What is fascinating about this novel is the way that Mantel lays open the workings of a court and how power is gained and how decisions are made. What is particularly intriguing is the gap between the public face of the monarch and then the incredibly intricate and delicate reality of what occurs behind the scenes. Note, for example, the following quote, that reveals the true drivers in producing change in this world of the Tudors:
The fate of peoples is made like this, two men in small rooms. Forget the coronations, the conclaves of cardinals, the pomp and processions. This is how the world changes: a counter pushed across a table, a pen stroke that alters the force of a phrase, a woman's sigh as she passes and leaves on the air a trail of orange flower or rose water; her hand pulling close the bed curtain, the discreet sigh of flesh against flesh.
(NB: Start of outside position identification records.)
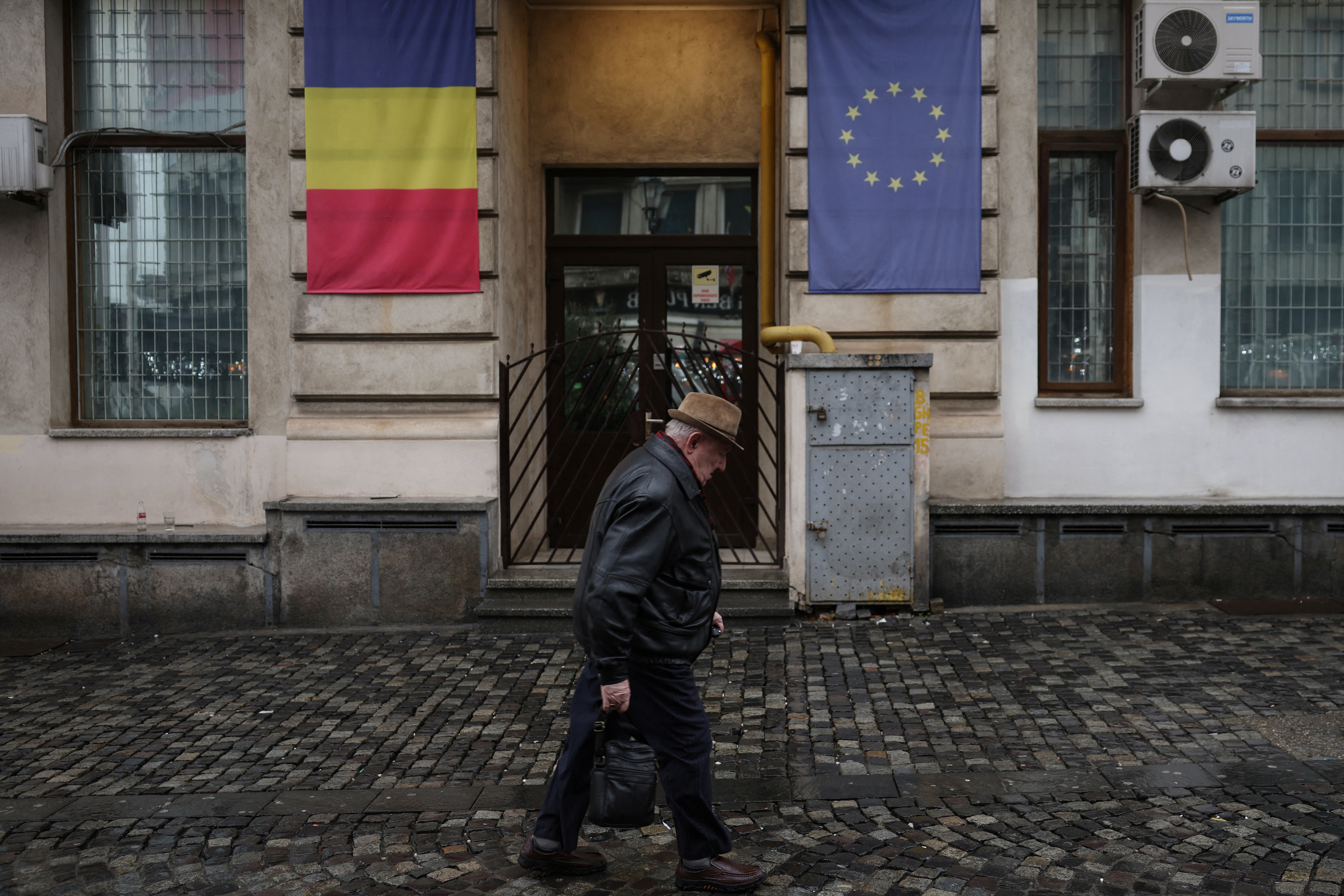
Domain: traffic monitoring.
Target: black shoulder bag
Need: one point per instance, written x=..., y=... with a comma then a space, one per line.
x=624, y=776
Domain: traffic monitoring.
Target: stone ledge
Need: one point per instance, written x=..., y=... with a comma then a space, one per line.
x=1302, y=404
x=130, y=535
x=150, y=433
x=1089, y=402
x=355, y=504
x=1085, y=507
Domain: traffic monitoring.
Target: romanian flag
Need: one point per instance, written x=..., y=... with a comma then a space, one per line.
x=390, y=107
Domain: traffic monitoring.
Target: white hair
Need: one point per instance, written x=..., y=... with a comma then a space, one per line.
x=681, y=431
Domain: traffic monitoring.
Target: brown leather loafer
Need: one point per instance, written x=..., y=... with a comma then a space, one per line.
x=724, y=875
x=560, y=863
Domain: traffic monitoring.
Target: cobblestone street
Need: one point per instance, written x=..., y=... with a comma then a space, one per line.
x=1080, y=752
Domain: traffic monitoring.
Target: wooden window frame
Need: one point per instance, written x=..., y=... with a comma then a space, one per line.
x=225, y=143
x=1096, y=142
x=1282, y=136
x=1118, y=142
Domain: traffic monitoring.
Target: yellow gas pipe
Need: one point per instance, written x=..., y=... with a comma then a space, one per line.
x=772, y=335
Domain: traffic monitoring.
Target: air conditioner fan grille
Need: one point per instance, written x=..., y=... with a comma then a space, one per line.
x=1159, y=150
x=1186, y=41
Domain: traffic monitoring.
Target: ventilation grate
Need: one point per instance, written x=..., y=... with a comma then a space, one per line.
x=381, y=526
x=30, y=558
x=230, y=555
x=1139, y=43
x=1224, y=528
x=978, y=530
x=1092, y=528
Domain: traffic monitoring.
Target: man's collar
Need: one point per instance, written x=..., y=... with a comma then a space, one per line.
x=673, y=459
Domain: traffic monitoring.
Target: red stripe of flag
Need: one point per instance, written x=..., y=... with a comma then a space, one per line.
x=393, y=241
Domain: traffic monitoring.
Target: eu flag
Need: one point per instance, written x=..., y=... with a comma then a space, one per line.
x=894, y=147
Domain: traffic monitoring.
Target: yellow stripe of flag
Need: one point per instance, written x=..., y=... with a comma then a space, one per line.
x=390, y=138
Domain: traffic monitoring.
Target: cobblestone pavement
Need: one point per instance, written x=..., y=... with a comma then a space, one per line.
x=955, y=694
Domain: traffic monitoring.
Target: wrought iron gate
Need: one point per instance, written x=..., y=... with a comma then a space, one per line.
x=571, y=413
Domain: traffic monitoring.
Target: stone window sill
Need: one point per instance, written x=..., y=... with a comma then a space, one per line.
x=147, y=433
x=1299, y=402
x=1089, y=402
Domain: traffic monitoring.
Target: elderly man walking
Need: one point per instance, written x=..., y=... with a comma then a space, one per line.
x=646, y=601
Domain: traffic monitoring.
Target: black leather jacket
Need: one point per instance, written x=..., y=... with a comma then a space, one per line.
x=650, y=582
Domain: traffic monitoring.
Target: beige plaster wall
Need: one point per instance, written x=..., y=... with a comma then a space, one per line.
x=25, y=258
x=269, y=285
x=644, y=86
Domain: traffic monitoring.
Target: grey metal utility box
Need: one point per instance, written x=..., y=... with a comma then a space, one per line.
x=859, y=515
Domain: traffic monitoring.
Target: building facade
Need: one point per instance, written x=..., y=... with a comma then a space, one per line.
x=1104, y=424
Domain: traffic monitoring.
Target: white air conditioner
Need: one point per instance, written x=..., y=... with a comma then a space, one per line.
x=1210, y=43
x=24, y=156
x=1193, y=154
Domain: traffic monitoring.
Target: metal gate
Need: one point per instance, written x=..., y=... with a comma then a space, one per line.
x=572, y=412
x=861, y=473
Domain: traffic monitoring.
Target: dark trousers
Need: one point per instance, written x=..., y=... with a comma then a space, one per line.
x=666, y=709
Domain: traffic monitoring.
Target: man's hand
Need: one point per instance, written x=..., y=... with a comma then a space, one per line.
x=616, y=696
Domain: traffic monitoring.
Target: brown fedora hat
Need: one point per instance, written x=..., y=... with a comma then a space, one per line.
x=712, y=414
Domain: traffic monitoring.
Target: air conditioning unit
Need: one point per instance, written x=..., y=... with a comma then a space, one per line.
x=1209, y=43
x=24, y=156
x=1193, y=154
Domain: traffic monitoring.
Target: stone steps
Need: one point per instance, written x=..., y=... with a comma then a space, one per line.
x=542, y=598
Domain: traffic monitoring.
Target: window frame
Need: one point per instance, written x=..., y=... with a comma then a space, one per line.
x=1283, y=138
x=1080, y=140
x=1093, y=142
x=225, y=143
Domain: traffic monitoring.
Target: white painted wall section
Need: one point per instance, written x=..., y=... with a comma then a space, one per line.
x=1178, y=444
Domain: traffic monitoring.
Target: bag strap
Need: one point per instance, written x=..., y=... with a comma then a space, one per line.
x=600, y=741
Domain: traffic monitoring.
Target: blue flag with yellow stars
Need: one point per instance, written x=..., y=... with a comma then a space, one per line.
x=894, y=147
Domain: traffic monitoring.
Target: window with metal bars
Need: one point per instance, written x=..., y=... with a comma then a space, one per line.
x=161, y=229
x=1084, y=296
x=1284, y=242
x=1081, y=65
x=1284, y=275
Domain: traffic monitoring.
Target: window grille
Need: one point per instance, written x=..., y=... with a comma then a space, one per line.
x=161, y=287
x=1284, y=273
x=1081, y=65
x=1081, y=287
x=1303, y=45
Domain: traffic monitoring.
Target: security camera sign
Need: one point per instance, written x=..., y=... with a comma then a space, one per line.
x=705, y=284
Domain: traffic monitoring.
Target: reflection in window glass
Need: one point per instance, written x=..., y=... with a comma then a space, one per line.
x=1081, y=312
x=700, y=314
x=1284, y=273
x=167, y=65
x=665, y=205
x=162, y=285
x=1303, y=45
x=1081, y=65
x=601, y=375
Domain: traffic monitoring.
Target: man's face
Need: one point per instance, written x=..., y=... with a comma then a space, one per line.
x=708, y=454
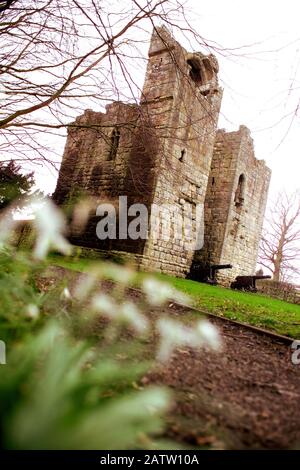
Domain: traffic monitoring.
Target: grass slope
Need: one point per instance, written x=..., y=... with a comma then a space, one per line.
x=255, y=309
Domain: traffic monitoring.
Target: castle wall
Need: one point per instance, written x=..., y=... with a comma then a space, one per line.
x=235, y=204
x=165, y=153
x=185, y=111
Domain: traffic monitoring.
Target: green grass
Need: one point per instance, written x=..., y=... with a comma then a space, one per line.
x=255, y=309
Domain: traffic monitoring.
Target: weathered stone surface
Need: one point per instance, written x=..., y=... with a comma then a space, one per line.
x=164, y=151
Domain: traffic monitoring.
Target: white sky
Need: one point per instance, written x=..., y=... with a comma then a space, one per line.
x=261, y=82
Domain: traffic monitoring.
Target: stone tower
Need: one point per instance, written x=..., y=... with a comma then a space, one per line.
x=158, y=152
x=235, y=204
x=165, y=154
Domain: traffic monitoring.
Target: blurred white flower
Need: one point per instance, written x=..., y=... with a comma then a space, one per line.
x=7, y=225
x=50, y=226
x=32, y=311
x=174, y=334
x=158, y=293
x=66, y=294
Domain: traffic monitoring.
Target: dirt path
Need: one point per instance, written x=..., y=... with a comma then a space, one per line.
x=247, y=396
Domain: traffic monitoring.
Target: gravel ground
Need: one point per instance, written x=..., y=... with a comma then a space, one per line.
x=247, y=396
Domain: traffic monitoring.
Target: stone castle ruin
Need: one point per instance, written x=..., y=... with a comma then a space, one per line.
x=167, y=150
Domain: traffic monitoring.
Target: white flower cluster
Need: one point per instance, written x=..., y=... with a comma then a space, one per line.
x=48, y=222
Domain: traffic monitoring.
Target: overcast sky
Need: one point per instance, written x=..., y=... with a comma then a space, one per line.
x=262, y=86
x=261, y=82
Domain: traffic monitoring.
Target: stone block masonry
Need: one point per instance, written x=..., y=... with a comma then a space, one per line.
x=166, y=151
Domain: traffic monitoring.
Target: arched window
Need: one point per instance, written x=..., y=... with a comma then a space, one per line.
x=114, y=144
x=240, y=191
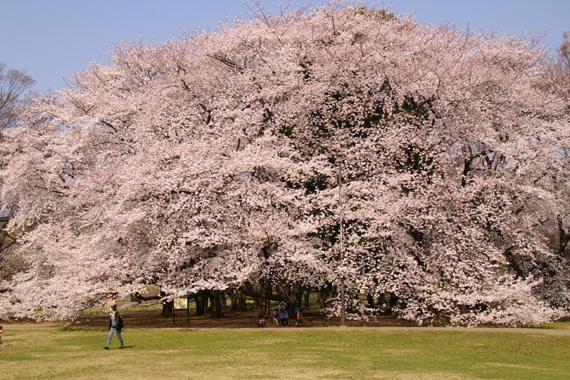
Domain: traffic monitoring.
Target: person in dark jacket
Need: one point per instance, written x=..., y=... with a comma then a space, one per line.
x=115, y=327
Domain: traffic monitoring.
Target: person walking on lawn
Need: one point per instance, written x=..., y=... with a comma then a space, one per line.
x=115, y=327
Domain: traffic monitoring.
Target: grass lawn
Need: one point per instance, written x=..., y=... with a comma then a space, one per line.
x=51, y=352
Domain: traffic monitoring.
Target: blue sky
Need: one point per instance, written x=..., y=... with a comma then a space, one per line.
x=51, y=39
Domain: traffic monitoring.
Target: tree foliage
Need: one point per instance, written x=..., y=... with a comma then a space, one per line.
x=211, y=163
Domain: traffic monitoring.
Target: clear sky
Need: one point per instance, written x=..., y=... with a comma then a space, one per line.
x=51, y=39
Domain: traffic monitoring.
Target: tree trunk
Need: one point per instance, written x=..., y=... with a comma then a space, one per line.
x=370, y=300
x=167, y=308
x=216, y=310
x=242, y=302
x=307, y=300
x=201, y=303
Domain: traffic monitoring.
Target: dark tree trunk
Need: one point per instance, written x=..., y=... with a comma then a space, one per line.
x=307, y=299
x=234, y=300
x=242, y=302
x=167, y=308
x=201, y=303
x=216, y=310
x=370, y=300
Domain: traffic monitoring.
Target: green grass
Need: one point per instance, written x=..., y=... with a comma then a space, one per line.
x=44, y=352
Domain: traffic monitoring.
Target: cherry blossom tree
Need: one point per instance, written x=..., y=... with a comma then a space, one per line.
x=212, y=163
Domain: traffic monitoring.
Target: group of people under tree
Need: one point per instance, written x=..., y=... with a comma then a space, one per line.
x=280, y=315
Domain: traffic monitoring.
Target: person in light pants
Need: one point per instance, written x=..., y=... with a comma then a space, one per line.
x=115, y=327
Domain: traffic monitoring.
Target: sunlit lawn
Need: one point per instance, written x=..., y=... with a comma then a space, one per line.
x=43, y=352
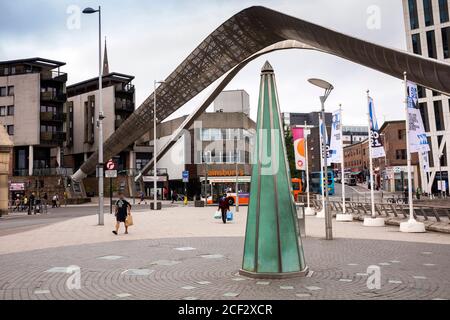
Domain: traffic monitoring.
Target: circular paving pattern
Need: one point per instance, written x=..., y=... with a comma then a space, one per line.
x=207, y=268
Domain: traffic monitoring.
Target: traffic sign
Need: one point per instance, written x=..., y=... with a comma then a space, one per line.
x=111, y=173
x=185, y=176
x=111, y=165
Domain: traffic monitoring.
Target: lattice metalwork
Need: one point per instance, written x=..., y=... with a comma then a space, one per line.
x=245, y=34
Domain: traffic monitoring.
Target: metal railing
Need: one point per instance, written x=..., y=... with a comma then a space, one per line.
x=389, y=210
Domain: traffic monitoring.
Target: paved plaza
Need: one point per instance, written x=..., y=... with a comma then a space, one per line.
x=183, y=253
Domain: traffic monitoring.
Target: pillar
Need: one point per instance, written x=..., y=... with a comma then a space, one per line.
x=273, y=247
x=30, y=160
x=5, y=156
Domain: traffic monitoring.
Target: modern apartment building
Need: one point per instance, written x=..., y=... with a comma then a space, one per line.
x=428, y=33
x=33, y=110
x=83, y=109
x=211, y=149
x=354, y=134
x=311, y=120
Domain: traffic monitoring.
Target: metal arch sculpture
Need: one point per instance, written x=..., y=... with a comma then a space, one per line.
x=245, y=34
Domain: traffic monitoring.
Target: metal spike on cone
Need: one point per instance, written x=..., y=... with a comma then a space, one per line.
x=273, y=247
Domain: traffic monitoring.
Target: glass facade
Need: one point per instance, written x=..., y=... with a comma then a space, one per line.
x=428, y=13
x=413, y=15
x=417, y=48
x=439, y=115
x=431, y=43
x=445, y=40
x=443, y=11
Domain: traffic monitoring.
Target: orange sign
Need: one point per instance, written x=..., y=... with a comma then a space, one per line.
x=225, y=173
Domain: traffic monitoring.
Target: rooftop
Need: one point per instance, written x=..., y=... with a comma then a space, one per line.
x=38, y=62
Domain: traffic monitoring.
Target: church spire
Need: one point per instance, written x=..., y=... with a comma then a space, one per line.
x=105, y=61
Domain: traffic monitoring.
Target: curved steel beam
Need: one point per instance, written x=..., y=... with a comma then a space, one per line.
x=245, y=34
x=189, y=121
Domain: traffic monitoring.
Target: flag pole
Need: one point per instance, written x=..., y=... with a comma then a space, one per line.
x=321, y=213
x=412, y=226
x=344, y=216
x=342, y=162
x=307, y=166
x=373, y=221
x=308, y=210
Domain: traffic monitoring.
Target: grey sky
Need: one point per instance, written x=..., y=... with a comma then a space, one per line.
x=148, y=39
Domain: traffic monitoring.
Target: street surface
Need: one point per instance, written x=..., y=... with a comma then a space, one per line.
x=183, y=253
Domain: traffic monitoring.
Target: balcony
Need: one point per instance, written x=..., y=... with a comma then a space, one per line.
x=125, y=88
x=53, y=138
x=54, y=76
x=53, y=117
x=52, y=97
x=127, y=106
x=118, y=123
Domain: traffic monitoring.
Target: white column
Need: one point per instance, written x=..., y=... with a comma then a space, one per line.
x=58, y=156
x=30, y=160
x=308, y=211
x=412, y=226
x=373, y=221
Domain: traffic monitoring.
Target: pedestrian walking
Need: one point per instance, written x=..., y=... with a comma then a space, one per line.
x=142, y=198
x=174, y=196
x=123, y=210
x=224, y=207
x=31, y=204
x=54, y=199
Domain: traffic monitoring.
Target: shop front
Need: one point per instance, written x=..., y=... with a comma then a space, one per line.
x=395, y=179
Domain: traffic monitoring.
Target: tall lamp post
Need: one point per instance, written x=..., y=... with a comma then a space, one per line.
x=155, y=174
x=328, y=87
x=100, y=166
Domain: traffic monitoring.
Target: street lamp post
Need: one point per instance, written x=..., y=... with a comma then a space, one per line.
x=100, y=166
x=328, y=88
x=155, y=174
x=440, y=175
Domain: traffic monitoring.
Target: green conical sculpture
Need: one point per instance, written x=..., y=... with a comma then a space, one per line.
x=273, y=247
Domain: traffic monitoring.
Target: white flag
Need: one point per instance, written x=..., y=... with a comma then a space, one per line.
x=418, y=141
x=374, y=134
x=335, y=150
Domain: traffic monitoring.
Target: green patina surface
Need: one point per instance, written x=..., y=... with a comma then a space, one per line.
x=272, y=243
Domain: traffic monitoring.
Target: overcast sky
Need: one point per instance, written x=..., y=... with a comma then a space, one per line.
x=149, y=39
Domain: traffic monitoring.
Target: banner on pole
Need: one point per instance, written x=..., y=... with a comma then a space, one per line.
x=375, y=139
x=335, y=150
x=418, y=141
x=298, y=135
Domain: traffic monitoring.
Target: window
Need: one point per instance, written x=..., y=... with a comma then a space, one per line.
x=439, y=115
x=413, y=16
x=428, y=11
x=443, y=10
x=424, y=113
x=445, y=40
x=431, y=43
x=422, y=92
x=400, y=154
x=417, y=49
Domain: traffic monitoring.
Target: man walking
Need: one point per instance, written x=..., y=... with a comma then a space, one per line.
x=123, y=210
x=224, y=207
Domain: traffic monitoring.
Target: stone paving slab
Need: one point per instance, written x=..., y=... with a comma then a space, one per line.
x=183, y=222
x=23, y=275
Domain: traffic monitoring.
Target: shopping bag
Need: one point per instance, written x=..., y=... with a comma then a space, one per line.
x=129, y=221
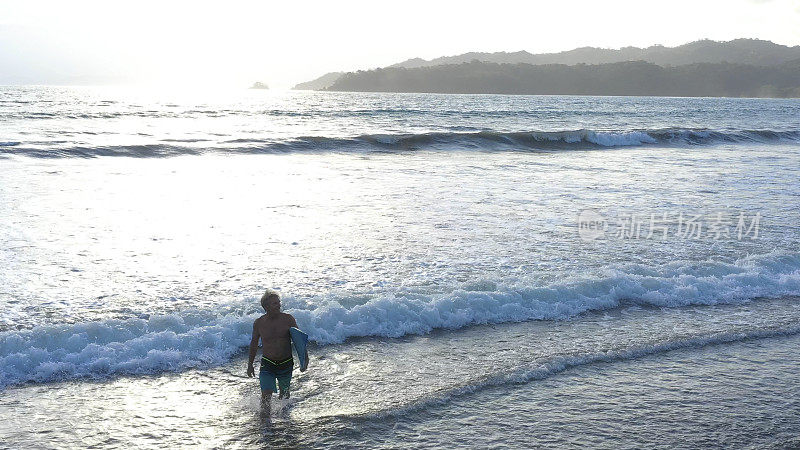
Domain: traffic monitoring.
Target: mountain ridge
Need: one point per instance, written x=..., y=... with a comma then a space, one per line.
x=746, y=51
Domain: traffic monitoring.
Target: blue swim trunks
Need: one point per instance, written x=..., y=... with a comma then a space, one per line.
x=275, y=370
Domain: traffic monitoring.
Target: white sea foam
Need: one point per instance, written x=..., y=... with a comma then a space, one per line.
x=204, y=338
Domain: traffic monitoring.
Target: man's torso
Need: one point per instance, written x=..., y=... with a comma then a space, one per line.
x=275, y=339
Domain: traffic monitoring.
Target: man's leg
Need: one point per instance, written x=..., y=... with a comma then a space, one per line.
x=283, y=384
x=267, y=382
x=266, y=398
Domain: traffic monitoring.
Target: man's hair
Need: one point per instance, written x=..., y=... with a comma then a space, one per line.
x=268, y=295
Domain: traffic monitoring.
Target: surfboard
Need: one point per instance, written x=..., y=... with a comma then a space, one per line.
x=299, y=342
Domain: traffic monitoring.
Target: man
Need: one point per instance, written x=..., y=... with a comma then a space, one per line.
x=276, y=361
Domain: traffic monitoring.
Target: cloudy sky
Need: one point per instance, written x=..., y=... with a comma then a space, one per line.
x=235, y=43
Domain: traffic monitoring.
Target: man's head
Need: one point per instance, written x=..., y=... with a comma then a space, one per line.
x=271, y=301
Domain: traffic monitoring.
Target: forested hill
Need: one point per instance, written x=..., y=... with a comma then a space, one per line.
x=738, y=51
x=623, y=78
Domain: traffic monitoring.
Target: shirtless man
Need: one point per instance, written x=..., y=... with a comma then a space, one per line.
x=276, y=361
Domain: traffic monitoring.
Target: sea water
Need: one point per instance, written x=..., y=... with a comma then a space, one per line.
x=472, y=269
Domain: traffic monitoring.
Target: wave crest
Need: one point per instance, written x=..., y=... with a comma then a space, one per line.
x=483, y=141
x=204, y=338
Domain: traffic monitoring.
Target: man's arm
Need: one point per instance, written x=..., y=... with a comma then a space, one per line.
x=251, y=371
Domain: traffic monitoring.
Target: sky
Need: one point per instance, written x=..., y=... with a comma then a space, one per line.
x=236, y=43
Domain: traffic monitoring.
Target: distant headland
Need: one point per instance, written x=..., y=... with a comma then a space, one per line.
x=737, y=68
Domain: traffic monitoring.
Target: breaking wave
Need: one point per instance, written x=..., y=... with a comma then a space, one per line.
x=482, y=141
x=192, y=338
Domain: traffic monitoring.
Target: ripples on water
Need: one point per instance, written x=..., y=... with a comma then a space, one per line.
x=405, y=232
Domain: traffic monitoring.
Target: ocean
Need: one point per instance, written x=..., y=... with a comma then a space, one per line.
x=472, y=270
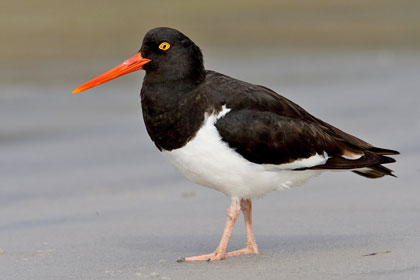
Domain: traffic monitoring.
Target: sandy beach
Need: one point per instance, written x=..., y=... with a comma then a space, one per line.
x=84, y=194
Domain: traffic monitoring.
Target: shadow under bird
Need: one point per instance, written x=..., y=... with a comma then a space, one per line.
x=242, y=139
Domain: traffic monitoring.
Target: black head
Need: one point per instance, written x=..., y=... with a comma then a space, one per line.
x=166, y=54
x=173, y=56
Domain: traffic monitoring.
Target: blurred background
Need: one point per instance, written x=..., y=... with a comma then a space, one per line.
x=84, y=194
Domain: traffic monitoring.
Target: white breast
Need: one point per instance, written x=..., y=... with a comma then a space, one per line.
x=208, y=161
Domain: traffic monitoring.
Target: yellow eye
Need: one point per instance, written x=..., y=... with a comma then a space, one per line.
x=164, y=46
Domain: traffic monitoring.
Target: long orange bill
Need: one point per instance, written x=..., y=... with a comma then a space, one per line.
x=130, y=65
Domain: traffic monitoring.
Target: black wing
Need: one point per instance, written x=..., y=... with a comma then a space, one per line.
x=268, y=138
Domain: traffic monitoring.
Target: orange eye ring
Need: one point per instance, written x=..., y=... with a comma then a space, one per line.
x=164, y=46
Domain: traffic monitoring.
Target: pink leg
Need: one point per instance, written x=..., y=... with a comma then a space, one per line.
x=232, y=215
x=250, y=245
x=220, y=252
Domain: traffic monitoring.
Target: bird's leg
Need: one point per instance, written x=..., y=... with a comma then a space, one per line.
x=232, y=214
x=250, y=245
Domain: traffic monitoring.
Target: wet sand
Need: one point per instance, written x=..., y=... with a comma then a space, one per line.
x=84, y=194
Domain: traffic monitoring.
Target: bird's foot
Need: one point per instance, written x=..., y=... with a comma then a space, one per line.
x=244, y=251
x=217, y=256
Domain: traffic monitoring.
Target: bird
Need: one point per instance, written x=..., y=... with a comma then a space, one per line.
x=241, y=139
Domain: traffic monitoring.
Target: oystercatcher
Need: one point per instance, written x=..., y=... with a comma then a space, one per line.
x=242, y=139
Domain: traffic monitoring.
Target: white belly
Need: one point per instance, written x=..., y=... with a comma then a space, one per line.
x=208, y=161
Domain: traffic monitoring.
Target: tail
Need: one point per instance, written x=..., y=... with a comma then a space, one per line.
x=378, y=171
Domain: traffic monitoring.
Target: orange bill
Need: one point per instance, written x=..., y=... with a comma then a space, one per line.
x=130, y=65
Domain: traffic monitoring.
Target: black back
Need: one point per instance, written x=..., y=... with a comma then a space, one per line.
x=262, y=126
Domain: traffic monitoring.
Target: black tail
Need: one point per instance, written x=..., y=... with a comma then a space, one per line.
x=378, y=171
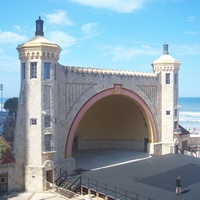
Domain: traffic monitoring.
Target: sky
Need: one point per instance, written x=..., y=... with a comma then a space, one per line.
x=109, y=34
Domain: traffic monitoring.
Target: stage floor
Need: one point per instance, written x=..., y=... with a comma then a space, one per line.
x=141, y=173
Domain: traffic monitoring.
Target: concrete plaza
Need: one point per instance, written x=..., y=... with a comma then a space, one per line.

Henry VIII, therefore, is ostensibly a monarch that seeks to fulfill his role as God's appointed King to England. However, it is clear in the novel that Thomas Cromwell's job is to satisfy his master's lustful cravings, as he desires Anne Boleyn, and therefore must dispose of his first wife, Katherine of Aragon. Whilst the public may well have been aware of Henry's moves to dispose of his first wife because of her inability to produce a male heir, they may not be aware of his lust for Anne, and clearly they would be unaware of the way that he continues to use Anne's sister, Mary, for sexual gratification until he has his objective. This novel reveals the many different ways in which the King seeks to gain his objective, and Thomas Cromwell is of course a major agent in this as he conducts a very carefully managed campaign both domestically and abroad in order for Henry to gain his divorce and to be able to marry Anne Boleyn.